Convert JPG to WebP – Shrink File Size Without Losing Quality
If you run a website, manage a blog, or care about page speed scores, switching your images from JPG to WebP is one of the highest-impact optimizations you can make. WebP is Google's open image format designed specifically for the web — it delivers the same visual quality as JPEG at roughly 25–35% smaller file sizes. That means faster page loads, better Core Web Vitals scores, and lower bandwidth costs.
This converter runs entirely inside your browser. You upload a JPG, choose your quality setting, and get a WebP file back within seconds — no server processing, no upload queues, no account required. The quality slider lets you fine-tune the trade-off between file size and visual clarity, so you can target exactly the balance your project needs.
Whether you're a developer optimizing assets before a deployment, a blogger batch-processing header images, or an e-commerce store owner trying to speed up product pages, this tool gets the job done instantly and privately.
How to Convert JPG to WebP – Step by Step
- Select your JPG — Drop the file into the upload zone or click to browse. Only JPG/JPEG files are accepted as input.

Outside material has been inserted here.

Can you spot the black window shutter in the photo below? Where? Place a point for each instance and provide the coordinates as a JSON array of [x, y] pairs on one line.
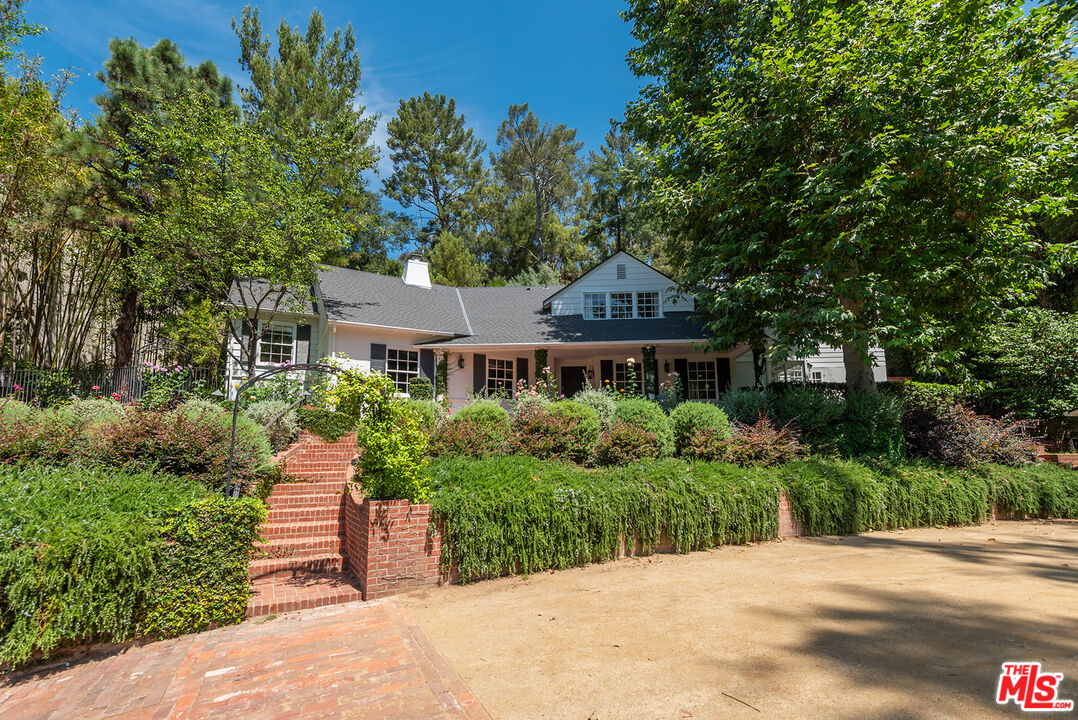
[[681, 368], [722, 373], [479, 373], [377, 357], [427, 364], [303, 344], [522, 369]]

- Set quality — The default is 80%, which is the recommended sweet spot for most web images. Lower = smaller file, higher = better fidelity.
- Convert — Click Convert to WEBP. The browser encodes your file locally using the Canvas API.
- Compare sizes — The original file size is shown so you can see the savings immediately.
- Download — Click Download File to save your new .webp image.
Why Convert JPG to WebP?
Google PageSpeed & Core Web Vitals
Google's Lighthouse audit flags oversized images. Converting to WebP is the fastest path to a green image optimization score.
WordPress & CMS Uploads
WordPress, Shopify, and most modern CMS platforms accept WebP natively. Pre-converting before upload eliminates plugin overhead.
Mobile Performance
Smaller WebP files load significantly faster on mobile connections. A 3G user downloading a product image will notice the difference immediately.
Cloud Storage Savings
Teams storing image libraries on AWS S3, Cloudinary, or similar pay per GB. Converting to WebP reduces storage costs directly.
Key Features
- Up to 35% smaller than JPEG — At equal perceptual quality, WebP consistently beats JPEG on file size.
- Quality slider (1–100) — Fine-grained control over the compression level. Default 80% is ideal for most web use cases.
- AVIF option available — For bleeding-edge optimization, switch to AVIF in the format selector (supported in Chrome and Firefox).
- No upload — fully browser-based — Conversion uses the browser's native Canvas API. Zero server involvement.
- Instant output — No queue, no processing delay. Results appear within a second for most images.
🔒 100% Private — Nothing Leaves Your Browser
Your JPG file is loaded into memory by your browser's FileReader API and drawn onto an off-screen Canvas. The Canvas is then re-encoded as WebP using the browser's built-in encoding pipeline. No image bytes are ever sent to a remote server. The conversion works entirely offline — you can disconnect from the internet after the page loads and it will still work.
- Input: JPG / JPEG
- Output: WebP (default), AVIF, or PNG
- Processing: 100% client-side, HTML5 Canvas API
- Privacy: Zero server uploads. No analytics on your images.
Frequently Asked Questions
Tips for Best WebP Results
- Don't re-compress already-compressed JPEGs. Start from the highest quality original you have. Re-compressing adds artifacts.
- 80% is the sweet spot. Independent tests consistently show 80% WebP quality is visually equivalent to 90–95% JPEG quality.
- Use <picture> tags for browser fallback. If serving a legacy audience, wrap your WebP in a <picture> element with a JPEG source as fallback.
- Pair WebP with lazy loading. Add loading="lazy" to your img tags so WebP images below the fold don't delay initial page render.